"Pilecki" lepszy niż Rambo

Tomasz Gołąb

publikacja 02.09.2015 16:36

Na fabularyzowany dokument poświęcony bohaterskiemu rotmistrzowi nie chciało dać państwo, ani posłowie. Dali obywatele. Premiera zbiega się w czasie z 75. rocznicą deportacji Witolda Pileckiego do Auschwitz.

"Pilecki" lepszy niż Rambo Odtwórca głównej roli, Marcin Kwaśny Tomasz Gołąb /Foto Gość

"Pilecki" z Marcinem Kwaśnym w roli głównej miał nie powstać. Nie chciały go sfinansować ani instytucje centralne, ani posłowie, do których twórcy napisali 600 imiennych listów. Odpowiedziało sześciu.

- Zwracaliśmy się też osobiście do każdego z 2800 samorządowców. Każdy z nich zarabia po 10-12 tys. złotych miesięcznie, a zaledwie kilku zdecydowało się wesprzeć ten  film kwotą stu złotych.

Produkcja powstała więc w ramach akcji obywatelskiej "Projekt: Pilecki". Fundusze pochodziły z publicznej zbiórki.
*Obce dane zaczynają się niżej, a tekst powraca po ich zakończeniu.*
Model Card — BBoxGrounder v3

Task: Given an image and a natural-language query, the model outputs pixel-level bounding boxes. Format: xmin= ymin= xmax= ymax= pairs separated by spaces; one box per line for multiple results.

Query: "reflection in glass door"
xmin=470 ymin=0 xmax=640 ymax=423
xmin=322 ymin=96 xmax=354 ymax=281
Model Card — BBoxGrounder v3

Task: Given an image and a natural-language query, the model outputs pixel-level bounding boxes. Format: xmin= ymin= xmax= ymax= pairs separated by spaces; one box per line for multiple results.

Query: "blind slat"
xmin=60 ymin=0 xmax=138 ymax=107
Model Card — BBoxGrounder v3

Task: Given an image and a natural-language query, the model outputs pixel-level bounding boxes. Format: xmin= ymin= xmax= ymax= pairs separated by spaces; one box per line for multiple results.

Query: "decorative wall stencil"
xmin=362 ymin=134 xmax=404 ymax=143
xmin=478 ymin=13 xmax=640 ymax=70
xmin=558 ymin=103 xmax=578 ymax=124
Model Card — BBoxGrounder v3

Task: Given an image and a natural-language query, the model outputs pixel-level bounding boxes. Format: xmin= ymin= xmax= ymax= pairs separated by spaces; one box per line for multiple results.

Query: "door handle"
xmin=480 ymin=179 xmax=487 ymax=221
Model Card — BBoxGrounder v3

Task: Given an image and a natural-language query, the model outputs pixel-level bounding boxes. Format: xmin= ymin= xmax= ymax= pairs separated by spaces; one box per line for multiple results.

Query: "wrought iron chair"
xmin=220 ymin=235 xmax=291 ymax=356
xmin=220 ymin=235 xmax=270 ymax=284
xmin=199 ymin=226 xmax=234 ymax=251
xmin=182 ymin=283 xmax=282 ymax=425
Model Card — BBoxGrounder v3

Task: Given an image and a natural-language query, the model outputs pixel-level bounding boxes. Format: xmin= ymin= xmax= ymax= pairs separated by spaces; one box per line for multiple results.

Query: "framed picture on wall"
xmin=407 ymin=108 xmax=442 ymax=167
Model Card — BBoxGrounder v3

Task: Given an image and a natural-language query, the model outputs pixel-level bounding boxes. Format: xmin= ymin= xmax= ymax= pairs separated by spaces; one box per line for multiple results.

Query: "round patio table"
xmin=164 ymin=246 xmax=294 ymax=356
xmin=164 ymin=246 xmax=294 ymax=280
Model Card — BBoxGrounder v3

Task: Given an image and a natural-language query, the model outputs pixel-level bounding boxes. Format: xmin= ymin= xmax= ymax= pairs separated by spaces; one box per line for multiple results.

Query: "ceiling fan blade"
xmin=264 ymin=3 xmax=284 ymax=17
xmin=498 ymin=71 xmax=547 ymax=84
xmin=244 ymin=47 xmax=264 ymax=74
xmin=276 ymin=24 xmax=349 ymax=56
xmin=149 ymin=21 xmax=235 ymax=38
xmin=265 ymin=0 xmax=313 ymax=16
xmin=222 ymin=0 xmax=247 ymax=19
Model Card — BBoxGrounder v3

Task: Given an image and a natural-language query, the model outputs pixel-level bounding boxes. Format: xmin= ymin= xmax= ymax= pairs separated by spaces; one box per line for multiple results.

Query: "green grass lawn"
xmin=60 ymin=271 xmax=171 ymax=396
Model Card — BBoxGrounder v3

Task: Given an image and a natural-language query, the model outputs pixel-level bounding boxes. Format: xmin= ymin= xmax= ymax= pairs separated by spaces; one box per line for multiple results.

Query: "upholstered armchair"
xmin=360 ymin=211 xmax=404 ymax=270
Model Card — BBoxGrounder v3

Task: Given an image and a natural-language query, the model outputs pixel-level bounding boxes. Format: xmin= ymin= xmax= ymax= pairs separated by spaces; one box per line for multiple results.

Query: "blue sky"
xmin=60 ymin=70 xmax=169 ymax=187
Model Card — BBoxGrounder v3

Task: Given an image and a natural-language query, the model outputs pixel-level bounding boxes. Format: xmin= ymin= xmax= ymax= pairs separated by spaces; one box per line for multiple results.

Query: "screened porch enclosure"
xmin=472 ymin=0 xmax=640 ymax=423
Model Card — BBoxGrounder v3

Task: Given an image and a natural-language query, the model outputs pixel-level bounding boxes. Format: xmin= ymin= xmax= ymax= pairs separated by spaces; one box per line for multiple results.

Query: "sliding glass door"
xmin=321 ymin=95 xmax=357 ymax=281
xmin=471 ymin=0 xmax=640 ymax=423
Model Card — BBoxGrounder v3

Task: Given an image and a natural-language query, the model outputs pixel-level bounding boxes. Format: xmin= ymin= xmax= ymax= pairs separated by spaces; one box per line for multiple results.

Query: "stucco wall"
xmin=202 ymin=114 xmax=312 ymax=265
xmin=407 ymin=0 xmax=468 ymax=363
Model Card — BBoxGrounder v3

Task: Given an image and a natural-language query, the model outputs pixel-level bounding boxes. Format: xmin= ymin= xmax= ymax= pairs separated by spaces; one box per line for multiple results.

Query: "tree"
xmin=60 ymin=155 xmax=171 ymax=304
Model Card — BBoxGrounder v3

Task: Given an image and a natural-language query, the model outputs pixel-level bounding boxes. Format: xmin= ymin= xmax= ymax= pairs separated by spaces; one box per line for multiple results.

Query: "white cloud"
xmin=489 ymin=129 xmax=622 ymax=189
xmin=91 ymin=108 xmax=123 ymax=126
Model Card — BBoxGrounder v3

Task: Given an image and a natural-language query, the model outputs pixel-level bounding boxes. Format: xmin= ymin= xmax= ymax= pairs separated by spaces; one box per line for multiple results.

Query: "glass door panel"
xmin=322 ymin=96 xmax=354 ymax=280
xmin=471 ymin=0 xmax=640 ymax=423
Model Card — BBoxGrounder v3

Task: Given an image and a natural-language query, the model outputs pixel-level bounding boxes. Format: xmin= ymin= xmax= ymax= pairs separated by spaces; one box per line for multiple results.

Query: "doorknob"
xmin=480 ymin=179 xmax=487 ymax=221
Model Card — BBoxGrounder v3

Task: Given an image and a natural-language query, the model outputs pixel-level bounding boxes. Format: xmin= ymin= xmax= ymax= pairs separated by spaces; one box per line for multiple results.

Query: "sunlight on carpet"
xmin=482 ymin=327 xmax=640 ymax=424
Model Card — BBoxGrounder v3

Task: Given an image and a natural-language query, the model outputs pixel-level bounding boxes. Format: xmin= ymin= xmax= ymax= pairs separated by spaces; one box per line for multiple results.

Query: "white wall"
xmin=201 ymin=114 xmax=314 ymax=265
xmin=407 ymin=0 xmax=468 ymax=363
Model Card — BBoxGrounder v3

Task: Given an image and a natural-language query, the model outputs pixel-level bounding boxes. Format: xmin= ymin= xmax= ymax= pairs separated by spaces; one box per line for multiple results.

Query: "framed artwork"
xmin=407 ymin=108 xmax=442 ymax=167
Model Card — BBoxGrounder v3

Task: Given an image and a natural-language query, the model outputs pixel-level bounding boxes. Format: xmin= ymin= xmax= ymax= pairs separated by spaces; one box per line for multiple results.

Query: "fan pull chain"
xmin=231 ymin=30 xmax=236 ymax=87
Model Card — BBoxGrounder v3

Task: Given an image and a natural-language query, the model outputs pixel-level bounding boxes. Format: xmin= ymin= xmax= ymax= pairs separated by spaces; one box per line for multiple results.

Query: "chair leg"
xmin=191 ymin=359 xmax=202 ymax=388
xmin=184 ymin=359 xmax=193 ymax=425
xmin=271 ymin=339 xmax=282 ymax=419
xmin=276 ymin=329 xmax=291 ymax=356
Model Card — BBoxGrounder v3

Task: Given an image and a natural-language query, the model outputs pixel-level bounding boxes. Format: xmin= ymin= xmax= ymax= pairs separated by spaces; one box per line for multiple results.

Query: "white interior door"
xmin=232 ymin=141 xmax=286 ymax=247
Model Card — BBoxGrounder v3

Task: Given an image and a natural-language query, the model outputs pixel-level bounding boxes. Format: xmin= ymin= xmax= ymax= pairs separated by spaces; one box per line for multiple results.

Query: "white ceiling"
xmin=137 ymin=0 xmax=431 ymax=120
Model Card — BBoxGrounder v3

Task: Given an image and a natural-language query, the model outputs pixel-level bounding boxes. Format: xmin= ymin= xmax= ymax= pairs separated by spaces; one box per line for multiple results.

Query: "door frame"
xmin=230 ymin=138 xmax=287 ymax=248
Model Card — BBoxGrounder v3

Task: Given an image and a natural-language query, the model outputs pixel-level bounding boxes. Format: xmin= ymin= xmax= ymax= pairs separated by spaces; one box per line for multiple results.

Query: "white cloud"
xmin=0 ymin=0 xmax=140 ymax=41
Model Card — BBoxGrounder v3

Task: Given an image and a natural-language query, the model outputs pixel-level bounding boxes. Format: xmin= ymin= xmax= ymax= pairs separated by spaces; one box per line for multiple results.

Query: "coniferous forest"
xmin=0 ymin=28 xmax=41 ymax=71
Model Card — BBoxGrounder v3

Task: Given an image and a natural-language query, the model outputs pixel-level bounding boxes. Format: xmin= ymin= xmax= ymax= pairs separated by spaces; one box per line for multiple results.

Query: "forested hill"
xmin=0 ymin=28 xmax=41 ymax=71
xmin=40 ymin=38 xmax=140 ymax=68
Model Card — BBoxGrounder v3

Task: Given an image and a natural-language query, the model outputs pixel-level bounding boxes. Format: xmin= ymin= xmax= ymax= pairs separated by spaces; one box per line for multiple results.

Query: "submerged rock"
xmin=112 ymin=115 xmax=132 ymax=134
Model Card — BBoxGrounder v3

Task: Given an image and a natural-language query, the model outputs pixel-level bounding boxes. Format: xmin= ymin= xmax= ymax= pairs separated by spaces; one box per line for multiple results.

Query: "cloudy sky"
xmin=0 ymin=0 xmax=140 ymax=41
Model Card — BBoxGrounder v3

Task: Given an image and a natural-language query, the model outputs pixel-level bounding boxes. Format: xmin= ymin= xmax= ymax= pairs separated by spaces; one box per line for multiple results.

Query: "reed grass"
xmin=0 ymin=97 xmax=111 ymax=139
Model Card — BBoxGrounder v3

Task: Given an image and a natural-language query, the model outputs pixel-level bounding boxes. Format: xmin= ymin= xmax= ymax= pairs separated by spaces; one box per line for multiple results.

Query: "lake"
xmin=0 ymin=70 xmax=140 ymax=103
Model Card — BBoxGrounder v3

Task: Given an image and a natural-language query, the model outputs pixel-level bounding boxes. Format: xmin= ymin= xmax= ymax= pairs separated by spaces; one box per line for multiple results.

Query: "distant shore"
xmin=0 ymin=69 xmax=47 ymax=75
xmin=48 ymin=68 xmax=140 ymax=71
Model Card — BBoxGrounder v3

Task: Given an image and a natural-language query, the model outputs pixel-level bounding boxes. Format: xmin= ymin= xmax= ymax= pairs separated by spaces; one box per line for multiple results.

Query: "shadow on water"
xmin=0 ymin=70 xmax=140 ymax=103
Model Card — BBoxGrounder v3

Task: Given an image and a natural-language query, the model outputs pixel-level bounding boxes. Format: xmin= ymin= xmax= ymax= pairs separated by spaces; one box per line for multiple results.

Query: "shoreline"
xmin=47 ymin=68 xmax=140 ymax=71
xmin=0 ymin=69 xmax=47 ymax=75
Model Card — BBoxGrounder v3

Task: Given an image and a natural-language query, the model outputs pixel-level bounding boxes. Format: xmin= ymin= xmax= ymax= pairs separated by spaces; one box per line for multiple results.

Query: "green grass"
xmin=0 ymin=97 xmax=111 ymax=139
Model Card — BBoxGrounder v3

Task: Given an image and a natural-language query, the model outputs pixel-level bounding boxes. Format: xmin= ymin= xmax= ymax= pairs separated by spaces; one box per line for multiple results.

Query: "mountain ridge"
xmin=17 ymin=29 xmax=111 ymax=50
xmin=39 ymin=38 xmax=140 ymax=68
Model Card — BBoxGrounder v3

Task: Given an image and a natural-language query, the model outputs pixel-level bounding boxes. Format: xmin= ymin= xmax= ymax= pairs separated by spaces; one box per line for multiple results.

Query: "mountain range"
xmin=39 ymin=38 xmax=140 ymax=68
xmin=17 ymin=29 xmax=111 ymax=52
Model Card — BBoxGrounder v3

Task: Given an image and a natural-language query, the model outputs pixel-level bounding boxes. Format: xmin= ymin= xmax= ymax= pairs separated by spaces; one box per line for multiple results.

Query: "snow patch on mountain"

Udało się zebrać 250 tys. zł. Zdjęcia do filmu rozpoczęły w maju zeszłego, a zakończyły jesienią.

- Ten film to pomnik i spłata długu wobec bohatera. Polska mu tyle zawdzięcza. Nie był bohaterem jednego czynu, a wciąż nie mówi się o nim w szkołach. Dlatego warto, by ten film i raporty, dzięki którym świat dowiedział się o piekle Auschwitz były lekturą obowiązkową - mówi odtwórca głównej roli, Marcin Kwaśny.

"Pilecki" lepszy niż Rambo   Zgłosił się na ochotnika, by dostać się do Auschwitz i zorganizować tam podziemne struktury Karolina Kosowicz Witold Pilecki urodził się w 1901 r. Był bohaterem wojny z bolszewikami, uczestnikiem wojny obronnej w 1939 r., oficerem Armii Krajowej, twórcą obozowej organizacji ruchu oporu i autorem pierwszych raportów o niemieckich zbrodniach dokonywanych w obozie. Ochotnik i uciekinier z Auschwitz, żołnierz Powstania Warszawskiego, żołnierz II Korpusu we Włoszech, zamordowany przez komunistów po pokazowym procesie w 1948 roku zrehabilitowany został dopiero w 1991 r.

"Pilecki" ma formę fabularyzowanego dokumentu, w którym sceny kostiumowe pokazujące przełomowe wydarzenia w biografii rotmistrza przeplatają się ze wspomnieniami jego żyjącego, 83-letniego syna. Dzięki wypowiedziom Andrzeja Pileckiego powstał prywatny obraz rotmistrza, zapamiętanego przez kilkuletniego chłopca. W filmie występują też prawnuki rotmistrza i historyk Adam Cyra.

PILECKI - oficjalny zwiastun filmu (trailer)
KONDRAT-MEDIA
Reżyser filmu "Pilecki" Mirosław Krzyszkowski znany jest z produkcji m.in. "Dumy i zdrady" oraz "Pamięci. Tajemnic lasów Piaśnicy". Zajmuje się reżyserią, fotografią, pisaniem scenariuszy, tworzy muzykę do filmów.

"Pilecki" lepszy niż Rambo   Pokaz przedpremierowy odbył się w warszawskim kinie Atlantic Tomasz Gołąb /Foto Gość - Historia Pileckiego mnie uwiodła, bo zobaczyłem w nim wiele z tych cech, których dziś boleśnie brak w życiu społecznym. Jego życie pokazało, że nie trzeba być Rambo, by być bohaterem. Że można nim zostać mając rodzinę, dzieci i duszę - mówi Mirosław Krzyszkowski.

- Pilecki zasługuje na wysokobudżetową fabułę, ale dobrze że powstał chociaż niskobudżetowy dokument, bez brązowienia postaci i pustego patosu - podkreśla Marcin Kwaśny.

Film wchodzi na ekrany kin 26 września, kilka dni po 75. rocznicy deportacji Witolda Pileckiego do Auschwitz. Dystrybutorem filmu jest KONDRAT-MEDIA, firma zajmująca się produkcją i wprowadzaniem na polski rynek kinowy i DVD wartościowych filmów dokumentalnych i fabularnych.Premierze filmu towarzyszyć będzie książka "Pilecki. Śladami mojego taty", będąca wywiadem rzeką przeprowadzoną przez Bogdana Wasztyla i Mirosława Krzyszkowskiego z Andrzejem Pileckim.